My second boyfriend had a car, and we did everything equally, sharing the load, sharing the costs - we've now been married 26 years and he's still very considerate, never burdens me with anything, do DIY, cleaning and household chores together and he really pulled his weight with our son!

Not driving is just about acceptable if you live in a big city with good public transport and lots of things on your doorstep. It's a massive turn off in regional and rural areas. I don't think I actually know anyone who can't drive where we live now (rural North West England) - well, only my mother, but she's 82 and never learned because my Dad always taxi-d her around!
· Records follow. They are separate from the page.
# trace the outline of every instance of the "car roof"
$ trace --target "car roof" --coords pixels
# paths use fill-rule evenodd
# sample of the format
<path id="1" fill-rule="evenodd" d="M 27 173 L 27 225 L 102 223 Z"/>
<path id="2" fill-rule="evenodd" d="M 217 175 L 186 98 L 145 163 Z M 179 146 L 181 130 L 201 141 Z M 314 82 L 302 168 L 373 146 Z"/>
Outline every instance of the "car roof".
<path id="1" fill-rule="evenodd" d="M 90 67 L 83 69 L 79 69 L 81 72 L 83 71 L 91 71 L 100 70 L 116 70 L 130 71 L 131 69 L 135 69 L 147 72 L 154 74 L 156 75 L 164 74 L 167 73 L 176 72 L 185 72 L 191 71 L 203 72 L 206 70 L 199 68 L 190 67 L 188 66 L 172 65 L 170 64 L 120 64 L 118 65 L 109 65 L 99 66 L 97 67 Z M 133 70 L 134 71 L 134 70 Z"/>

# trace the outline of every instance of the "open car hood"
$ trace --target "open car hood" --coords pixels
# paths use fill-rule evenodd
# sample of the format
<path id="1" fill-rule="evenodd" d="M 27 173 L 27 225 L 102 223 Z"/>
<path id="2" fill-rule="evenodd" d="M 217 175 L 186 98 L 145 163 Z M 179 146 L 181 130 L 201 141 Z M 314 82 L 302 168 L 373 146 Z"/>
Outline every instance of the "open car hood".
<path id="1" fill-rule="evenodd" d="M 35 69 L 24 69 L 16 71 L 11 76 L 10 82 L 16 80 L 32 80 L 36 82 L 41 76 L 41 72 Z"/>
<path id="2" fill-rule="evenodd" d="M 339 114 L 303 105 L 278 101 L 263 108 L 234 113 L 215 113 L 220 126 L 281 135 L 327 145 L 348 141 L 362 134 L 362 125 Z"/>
I've always lived in small towns in rural areas and for several large stretches in my life I didn't own a car.

It didn't affect my working, social, or dating life.

The mistake you're making is that you think all people who don't drive are as shitty as your first boyfriend at making plans and splitting bills.

NeonSoda · 21/06/2023 05:28

Badbadbunny · 20/06/2023 09:45

It's pretty close to average wage!

Even 40 hours per week at minimum wage is £416.80. More if shift work/anti social hours.

The median average salary in the UK is bang on £500 per week.

Kazzyhoward · 21/06/2023 07:56

3BSHKATS · 20/06/2023 21:34

It is amazing advice and now for your next magic trick Could you explain how he’s going to be a delivery driver without being able to drive ?

In two years, with a pot of redundancy money he could have learned to drive and bought a car, and probably even got his HGV licence too!